When looking at some memorial stones on the Sacred Heart High School Hammersmith site some years ago, I remember being told, probably by another member of staff, ‘Oh, don’t bother about them, they’re nothing to do with ‘‘us’’’ – meaning that the stones were nothing to do with the Society of the Sacred Heart. Being here on our site, they felt to me absolutely part of us. They came before us here, and their history (written up this past year) reveals stories of strongwomen – both nuns and the Catholic wives of Protestant Kings of England – who fought to preserve what they believed in at a time when it was illegal.
In Church of England church services that I have attended on and off throughout my life, much of it resonates, particularly the values of Jesus – His standing up for the less fortunate and marginalised in particular. But whenever it would be suggested that we pray for Christians around the world, that felt too controlling – I hated that. What about my good friend with strong moral values, who happens to be Jewish? What about all those people born into the families of Muslims and Hindus and Sikhs who grow up in those traditions and who also have a strong and kind value system? I have no desire to marginalise them.

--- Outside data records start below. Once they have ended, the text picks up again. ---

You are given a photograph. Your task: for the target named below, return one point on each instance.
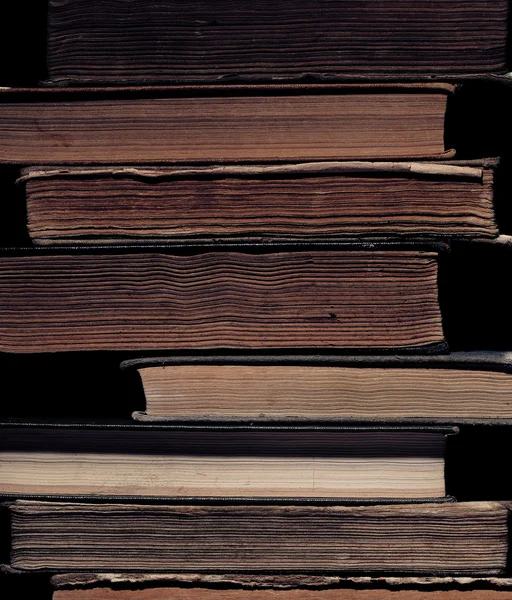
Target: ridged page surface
(198, 391)
(449, 538)
(323, 299)
(160, 592)
(169, 40)
(94, 207)
(309, 126)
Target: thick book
(358, 298)
(223, 123)
(342, 199)
(452, 538)
(461, 387)
(104, 41)
(236, 586)
(254, 463)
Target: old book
(222, 123)
(360, 298)
(235, 586)
(104, 41)
(358, 200)
(464, 538)
(123, 460)
(458, 387)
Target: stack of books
(254, 205)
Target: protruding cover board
(216, 124)
(194, 591)
(459, 387)
(102, 41)
(248, 462)
(465, 538)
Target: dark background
(474, 292)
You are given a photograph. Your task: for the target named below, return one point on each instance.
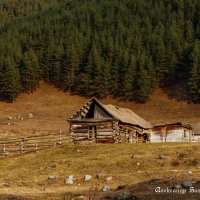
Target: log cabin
(99, 123)
(174, 132)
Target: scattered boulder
(120, 187)
(9, 118)
(69, 180)
(30, 115)
(53, 165)
(125, 196)
(161, 156)
(51, 177)
(81, 197)
(176, 186)
(106, 188)
(136, 156)
(188, 184)
(100, 175)
(87, 178)
(108, 179)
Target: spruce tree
(194, 80)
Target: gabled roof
(124, 115)
(180, 124)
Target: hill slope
(51, 108)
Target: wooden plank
(79, 135)
(104, 130)
(105, 141)
(105, 134)
(104, 137)
(80, 130)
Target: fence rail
(34, 143)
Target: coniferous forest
(125, 48)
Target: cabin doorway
(92, 132)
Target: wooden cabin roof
(179, 124)
(124, 115)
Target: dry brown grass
(52, 107)
(28, 174)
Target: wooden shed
(96, 122)
(174, 132)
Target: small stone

I remember being questioned by friends when they heard I was taking a job in a Catholic school. ‘You?’ they questioned. ‘Really? The person who purports to be a feminist and tolerant of others? They don’t even allow women priests’ – it’s as if barriers were already set up and everyone was being judged.
Just the same when, having campaigned in my very small way against apartheid, I moved to South Africa with my white South African boyfriend (now husband) just after Mandela became President. ‘Really?’ friends questioned – it’s as if barriers were already set up and everyone was being judged.
Just the same when I wanted to stay at home to look after my children when they were very small. ‘You?’ they said ‘the feminist?’ – it’s as if barriers were already set up and everyone was being judged.
That’s why to me the labels for an individual are far less important than their individual value system. Considering everyone in their own right; showing kindness; walking alongside young people on their own journey of personal development; promoting social awareness and the need to act upon it; standing up for women; valuing intellect; building community. This I love and I feel wholly part of – what a joy to be here and to share in that. Valuing an active faith as well, for this brings with it an individual’s review of their personal value system, and what could be more important than that?
But none of us is perfect and my son recently reminded me that standing up for women is all very well and good, but it can sometimes drown out recognition that men also need standing up for. There can be unbearable societal pressure for men to be physically strong and to provide.
We all have much to learn still, but for me the values of the Society of the Sacred Heart provide a strong roadmap for further personal growth, and I am eternally grateful for that.